De plus, les milieux les plus modestes sont les plus susceptibles d’être séduits par les jeux de hasard et d’argent.
« Au Canada, une enquête menée au sein d’une population de joueurs révèle environ 25% à 30% de pertes d’emplois et de faillites personnelles liées au jeu. En France, des données issues de l’association SOS Joueurs montrent que parmi les joueurs confrontés au surendettement, 20% d’entre eux ont commis des délits (abus de confiance, vol, contrefaçon de chèques...) ».
Il n’y a pas de chiffre en France sur le coup social de cette addiction au jeu. Mais par comparaison, en Australie, ce coût correspond à 15 euros par habitant, ce qui correspond au coût social du cannabis en France.

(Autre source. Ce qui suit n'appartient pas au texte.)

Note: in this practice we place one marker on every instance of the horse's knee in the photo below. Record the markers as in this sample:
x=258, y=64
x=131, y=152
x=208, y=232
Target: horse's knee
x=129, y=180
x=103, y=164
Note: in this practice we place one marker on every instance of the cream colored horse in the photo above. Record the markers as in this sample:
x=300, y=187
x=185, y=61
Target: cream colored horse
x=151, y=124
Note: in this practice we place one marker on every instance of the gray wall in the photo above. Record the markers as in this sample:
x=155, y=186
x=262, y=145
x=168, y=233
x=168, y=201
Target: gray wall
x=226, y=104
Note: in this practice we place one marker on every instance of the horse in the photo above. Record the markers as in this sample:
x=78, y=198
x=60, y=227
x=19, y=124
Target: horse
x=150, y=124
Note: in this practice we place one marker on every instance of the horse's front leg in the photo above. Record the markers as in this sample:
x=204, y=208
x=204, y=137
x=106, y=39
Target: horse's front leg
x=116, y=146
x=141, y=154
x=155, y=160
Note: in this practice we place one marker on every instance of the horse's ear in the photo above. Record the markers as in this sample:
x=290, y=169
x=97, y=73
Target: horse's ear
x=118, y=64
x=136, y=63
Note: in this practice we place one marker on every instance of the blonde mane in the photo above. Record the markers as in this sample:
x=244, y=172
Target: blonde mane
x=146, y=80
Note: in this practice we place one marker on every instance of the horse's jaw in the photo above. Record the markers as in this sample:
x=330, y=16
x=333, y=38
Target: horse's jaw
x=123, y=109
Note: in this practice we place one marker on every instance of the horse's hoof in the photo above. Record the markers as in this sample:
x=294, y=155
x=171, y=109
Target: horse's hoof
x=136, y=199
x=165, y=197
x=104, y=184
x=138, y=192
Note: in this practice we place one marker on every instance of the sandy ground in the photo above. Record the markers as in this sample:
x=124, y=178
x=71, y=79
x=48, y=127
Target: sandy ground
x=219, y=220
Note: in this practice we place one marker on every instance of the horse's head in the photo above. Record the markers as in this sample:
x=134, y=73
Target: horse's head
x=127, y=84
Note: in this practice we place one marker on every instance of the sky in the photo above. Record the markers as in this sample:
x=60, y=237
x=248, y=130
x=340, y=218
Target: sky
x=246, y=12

Les joueurs pensent s’en sortir seuls

Cette dépendance au jeu n’est suffisamment pas prise au sérieux en France, comme ailleurs. « Un des problèmes majeurs dans la prise en charge des joueurs pathologiques réside dans la faible demande de soins. D’après deux études épidémiologiques américaines importantes, seulement 7 à 12% des sujets diagnostiqués “joueurs pathologiques” ont cherché une aide auprès de professionnels ou d’une association des joueurs anonymes.
Les barrières potentielles limitant l’accès aux soins des joueurs problématiques ou pathologiques sont de plusieurs ordres : l’accessibilité des soins, la stigmatisation liée à la prise en charge, le prix et l’efficacité supposée des prises en charge. Parmi des joueurs pathologiques interrogés, 82% pensent pouvoir s’en sortir par eux-mêmes ».
Un plan de prise en charge et de prévention des addictions pour 2007-2011 en France prévoit la mise en place de centres de soins pour l’accompagnement mais aussi la prévention en addictologie. Mais pour un type de joueur, il est possible de se faire inscrire sur un fichier national des interdits de jeux pour se voir refuser l’entrée au casino pendant trois ans.